Dernièrement, deux femmes – une fille et une femme – me faisaient remarquer que j’avais une voix « radiophonique », c’est-à-dire grave, imposante, qui pousse à l’écoute et qui soit selon le vocable utilisé « sexy ». Quelques jours plus tard, une demoiselle préposée d’un service de restauration rapide me remerciait pour ma voix « relaxante » qui différait selon elle des intonations souvent agressives d’une partie de la clientèle. J’ai donc un timbre vocal « radiophonique », « sexy », « relaxant », et pour vous dire franchement je m’en fous royalement.

Car ce qui m’importe ce n’est pas ma voix, c’est ce que je dis. Et, malgré le bienfait ou l’agréable de la forme – vocale en l’occurrence, j’attends des autres qu’ils s’intéressent davantage à ce que je dis. Le fond. La substance du propos, au lieu de l’habillage somme toute dérisoire. Les deux femmes ont paru choqué par ma réponse, elles croyaient bien faire. J’ai remercié l’autre pour sa gentillesse, je lui ai souhaitée une belle journée « relaxante », car contrairement aux deux précédemment citées elle n’était pas dans une situation confortable – pour dire, j’imaginais ce qu’était une journée de travail durant laquelle l’on devait accueillir une clientèle quelques fois gratuitement désobligeante, transférant sa frustration sur un individu qui n’en demandait pas tant, dirigeant comme client son manque de savoir-vivre qu’est l’absence de la politesse minimale et du respect minimum de soi et de l’autre contre cet être sensible nous servant ou à notre service. Nous balançons notre pourriture sur cette personne payée pour rendre des plus satisfaisantes notre expérience, et qui ne mérite pas d’être une espèce de poubelle. Souvent, je regarde les clients agir, traiter de la manière la plus inadmissible le préposé à leur service, et j’ai juste envie de leur mettre un bon coup de pied dans le cul. Vous savez ce bon coup de pied qui replace certaines choses, correcteur rectificateur, faisant mal et faisant du bien – et d’un certain point de vue très anal. J’ai souhaité à la demoiselle une journée sans imbéciles, sans rustres, sans personnages grossiers, une belle journée.

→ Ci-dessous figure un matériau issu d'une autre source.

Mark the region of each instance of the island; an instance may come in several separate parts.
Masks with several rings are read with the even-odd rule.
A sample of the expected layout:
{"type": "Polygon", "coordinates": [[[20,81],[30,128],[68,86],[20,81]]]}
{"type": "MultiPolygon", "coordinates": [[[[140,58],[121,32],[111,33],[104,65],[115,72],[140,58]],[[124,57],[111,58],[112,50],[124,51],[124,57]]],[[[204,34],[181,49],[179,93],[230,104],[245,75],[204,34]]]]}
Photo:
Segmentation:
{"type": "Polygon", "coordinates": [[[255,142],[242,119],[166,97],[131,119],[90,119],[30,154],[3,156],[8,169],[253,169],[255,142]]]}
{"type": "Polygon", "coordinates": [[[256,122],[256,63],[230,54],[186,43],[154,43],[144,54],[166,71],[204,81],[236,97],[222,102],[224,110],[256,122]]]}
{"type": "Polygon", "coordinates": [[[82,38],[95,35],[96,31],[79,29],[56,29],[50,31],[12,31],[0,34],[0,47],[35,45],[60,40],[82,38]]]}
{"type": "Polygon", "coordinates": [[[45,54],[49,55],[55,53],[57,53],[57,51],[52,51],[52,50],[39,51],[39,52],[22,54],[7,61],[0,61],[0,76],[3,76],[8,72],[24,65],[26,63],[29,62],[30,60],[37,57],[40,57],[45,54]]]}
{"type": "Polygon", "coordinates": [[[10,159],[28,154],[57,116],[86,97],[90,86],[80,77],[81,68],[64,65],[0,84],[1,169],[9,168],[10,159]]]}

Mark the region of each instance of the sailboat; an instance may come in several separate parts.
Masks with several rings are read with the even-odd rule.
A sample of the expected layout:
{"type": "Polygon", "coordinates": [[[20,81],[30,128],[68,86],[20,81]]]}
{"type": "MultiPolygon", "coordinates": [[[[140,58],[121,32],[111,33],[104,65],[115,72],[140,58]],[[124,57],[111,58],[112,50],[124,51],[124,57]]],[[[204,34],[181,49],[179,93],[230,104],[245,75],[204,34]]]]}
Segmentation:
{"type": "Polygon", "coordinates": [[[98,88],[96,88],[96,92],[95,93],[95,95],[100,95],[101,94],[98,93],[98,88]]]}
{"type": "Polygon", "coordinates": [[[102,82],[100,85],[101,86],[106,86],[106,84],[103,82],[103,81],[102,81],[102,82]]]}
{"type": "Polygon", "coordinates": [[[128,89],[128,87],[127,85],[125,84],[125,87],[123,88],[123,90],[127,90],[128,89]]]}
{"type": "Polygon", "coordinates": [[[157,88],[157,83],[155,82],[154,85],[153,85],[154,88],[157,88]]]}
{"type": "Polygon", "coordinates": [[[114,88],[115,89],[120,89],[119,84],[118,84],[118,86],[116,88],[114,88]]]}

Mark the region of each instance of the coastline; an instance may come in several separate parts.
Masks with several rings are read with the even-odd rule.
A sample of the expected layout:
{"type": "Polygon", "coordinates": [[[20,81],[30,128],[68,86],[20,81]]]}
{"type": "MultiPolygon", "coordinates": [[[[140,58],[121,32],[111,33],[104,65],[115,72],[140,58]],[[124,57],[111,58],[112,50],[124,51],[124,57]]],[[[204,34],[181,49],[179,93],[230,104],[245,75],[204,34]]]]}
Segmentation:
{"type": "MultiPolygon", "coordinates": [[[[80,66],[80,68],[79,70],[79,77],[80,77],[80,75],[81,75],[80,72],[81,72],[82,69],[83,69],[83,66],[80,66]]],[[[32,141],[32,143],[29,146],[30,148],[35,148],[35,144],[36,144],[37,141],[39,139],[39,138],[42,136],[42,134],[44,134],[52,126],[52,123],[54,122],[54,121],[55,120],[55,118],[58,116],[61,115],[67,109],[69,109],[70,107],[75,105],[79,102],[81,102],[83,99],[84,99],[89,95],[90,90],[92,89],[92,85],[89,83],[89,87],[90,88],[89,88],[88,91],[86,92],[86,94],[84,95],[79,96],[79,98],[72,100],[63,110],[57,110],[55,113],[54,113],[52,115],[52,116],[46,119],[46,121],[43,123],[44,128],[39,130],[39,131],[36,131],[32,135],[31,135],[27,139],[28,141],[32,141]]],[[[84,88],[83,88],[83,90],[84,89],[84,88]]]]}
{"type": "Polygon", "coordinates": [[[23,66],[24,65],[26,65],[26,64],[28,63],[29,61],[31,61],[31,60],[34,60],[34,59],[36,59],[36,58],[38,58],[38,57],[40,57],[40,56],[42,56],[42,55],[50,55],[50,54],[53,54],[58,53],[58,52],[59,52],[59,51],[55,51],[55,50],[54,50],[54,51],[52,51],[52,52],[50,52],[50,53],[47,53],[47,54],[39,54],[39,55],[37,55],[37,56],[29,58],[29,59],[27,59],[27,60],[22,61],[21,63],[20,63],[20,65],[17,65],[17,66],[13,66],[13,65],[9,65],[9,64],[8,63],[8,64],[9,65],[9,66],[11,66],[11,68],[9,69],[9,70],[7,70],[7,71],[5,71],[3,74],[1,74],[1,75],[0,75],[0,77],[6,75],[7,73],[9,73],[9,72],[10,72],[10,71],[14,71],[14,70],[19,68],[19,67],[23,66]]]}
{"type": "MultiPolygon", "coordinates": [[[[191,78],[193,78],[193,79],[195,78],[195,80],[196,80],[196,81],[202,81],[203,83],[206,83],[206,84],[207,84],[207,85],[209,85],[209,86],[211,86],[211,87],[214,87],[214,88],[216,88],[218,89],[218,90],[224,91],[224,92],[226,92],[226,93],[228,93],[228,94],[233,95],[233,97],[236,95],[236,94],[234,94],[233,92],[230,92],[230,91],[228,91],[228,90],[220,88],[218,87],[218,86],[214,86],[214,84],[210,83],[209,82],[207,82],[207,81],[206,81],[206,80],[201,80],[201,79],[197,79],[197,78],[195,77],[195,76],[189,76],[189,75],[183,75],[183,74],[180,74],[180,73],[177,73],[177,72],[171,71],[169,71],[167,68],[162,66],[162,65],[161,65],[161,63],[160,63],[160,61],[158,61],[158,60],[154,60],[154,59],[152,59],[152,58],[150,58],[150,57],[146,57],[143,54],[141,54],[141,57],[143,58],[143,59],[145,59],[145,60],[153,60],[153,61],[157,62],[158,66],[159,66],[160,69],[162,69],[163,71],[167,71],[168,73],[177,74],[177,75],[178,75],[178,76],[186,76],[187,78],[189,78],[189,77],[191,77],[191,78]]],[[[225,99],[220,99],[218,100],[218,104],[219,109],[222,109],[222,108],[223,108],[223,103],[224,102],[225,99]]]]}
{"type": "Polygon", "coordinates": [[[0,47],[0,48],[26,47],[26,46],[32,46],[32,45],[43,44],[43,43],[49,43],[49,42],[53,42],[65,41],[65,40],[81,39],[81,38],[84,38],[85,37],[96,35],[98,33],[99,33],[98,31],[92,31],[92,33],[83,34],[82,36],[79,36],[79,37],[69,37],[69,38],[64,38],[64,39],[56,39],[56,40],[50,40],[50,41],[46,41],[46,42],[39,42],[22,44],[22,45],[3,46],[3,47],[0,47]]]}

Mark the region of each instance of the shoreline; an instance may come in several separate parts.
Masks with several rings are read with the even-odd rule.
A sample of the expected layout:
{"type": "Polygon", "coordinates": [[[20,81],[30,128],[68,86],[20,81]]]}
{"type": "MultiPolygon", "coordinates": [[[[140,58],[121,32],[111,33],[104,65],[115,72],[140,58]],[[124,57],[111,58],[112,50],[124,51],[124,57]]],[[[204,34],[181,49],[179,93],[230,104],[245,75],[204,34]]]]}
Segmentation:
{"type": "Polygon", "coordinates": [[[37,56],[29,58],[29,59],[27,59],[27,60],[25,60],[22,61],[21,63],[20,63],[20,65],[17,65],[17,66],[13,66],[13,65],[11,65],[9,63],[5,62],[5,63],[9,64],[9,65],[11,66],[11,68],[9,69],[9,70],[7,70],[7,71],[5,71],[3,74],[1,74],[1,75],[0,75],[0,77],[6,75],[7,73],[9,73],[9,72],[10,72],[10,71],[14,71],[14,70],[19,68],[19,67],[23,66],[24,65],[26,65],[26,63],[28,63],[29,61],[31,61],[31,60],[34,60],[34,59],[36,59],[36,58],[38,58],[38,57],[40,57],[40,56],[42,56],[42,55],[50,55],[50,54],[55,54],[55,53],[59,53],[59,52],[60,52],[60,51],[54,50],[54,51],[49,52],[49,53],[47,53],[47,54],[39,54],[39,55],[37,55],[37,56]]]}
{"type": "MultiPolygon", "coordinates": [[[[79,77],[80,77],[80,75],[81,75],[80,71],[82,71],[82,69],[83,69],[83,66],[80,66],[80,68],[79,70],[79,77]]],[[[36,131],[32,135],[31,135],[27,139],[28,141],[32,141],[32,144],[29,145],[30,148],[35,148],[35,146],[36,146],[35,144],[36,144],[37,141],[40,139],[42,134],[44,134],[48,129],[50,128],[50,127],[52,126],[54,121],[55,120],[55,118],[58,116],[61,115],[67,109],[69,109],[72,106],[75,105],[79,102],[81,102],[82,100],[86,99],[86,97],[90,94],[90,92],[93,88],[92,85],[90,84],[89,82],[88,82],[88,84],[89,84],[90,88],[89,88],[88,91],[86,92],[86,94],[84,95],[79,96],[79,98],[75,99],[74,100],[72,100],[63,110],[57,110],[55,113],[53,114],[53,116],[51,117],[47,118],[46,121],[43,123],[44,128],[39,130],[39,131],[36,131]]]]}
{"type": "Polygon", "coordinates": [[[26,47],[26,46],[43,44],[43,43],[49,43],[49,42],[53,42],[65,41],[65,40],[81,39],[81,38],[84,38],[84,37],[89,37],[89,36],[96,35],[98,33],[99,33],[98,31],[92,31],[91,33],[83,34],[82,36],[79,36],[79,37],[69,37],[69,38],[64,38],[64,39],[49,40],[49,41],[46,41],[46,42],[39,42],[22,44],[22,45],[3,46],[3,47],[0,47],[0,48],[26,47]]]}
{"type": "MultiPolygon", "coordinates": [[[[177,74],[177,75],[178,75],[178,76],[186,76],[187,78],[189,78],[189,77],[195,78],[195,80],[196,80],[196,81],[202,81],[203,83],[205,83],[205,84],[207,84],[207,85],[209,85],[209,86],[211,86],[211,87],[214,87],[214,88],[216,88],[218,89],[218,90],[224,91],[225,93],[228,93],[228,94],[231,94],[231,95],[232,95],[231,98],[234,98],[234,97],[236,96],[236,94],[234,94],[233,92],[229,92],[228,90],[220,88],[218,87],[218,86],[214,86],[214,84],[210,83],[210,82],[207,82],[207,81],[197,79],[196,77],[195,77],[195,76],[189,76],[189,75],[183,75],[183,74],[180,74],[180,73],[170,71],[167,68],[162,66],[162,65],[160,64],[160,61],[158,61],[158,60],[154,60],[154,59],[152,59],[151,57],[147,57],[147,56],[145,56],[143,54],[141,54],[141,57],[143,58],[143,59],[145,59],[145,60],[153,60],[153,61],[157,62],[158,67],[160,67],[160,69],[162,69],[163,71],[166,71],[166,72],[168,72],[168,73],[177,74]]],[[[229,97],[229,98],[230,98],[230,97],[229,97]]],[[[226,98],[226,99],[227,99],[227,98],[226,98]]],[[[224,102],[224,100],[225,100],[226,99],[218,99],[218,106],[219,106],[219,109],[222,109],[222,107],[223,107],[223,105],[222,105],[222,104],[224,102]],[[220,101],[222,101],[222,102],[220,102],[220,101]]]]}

Si j’ai été un peu raide avec les deux autres, c’est parce que ce n’était pas la première fois qu’elles me faisaient la remarque, que cette dernière servait de commentaire sans intérêt après une présentation orale dont le fond m’avait gardé éveillé pendant de longues nuits. Je présentais un ouvrage issu d’une transpiration, et ce que l’on retenait était ma voix. Toutes les insomnies provoquées par cette présentation, toutes mes crises de nerf dans la préparation de ce travail, toute l’énergie mise dans ma recherche, balayées par « Ta voix est vraiment belle, très sexy ». J’avais envie de crever. Je sais, elles croyaient bien faire. Non pas le fait de me pousser au suicide, mais dire quelque chose de positif. Quelques fois, les bonnes intentions sont de véritables catastrophes, il est toujours important de tenir compte du contexte de la situation, de la disposition du récepteur, de la pertinence de l’action dite positive – car sinon celles-ci peuvent passer pour un besoin égoïste, un truc narcissique, nombriliste que l’on impose à autrui sous couvert du « vouloir bien faire ». Il est nécessaire aussi de savoir les placer, certaines bonnes intentions doivent clôturer une action et non l’ouvrir – comme une cerise sur le gâteau. L’apothéose.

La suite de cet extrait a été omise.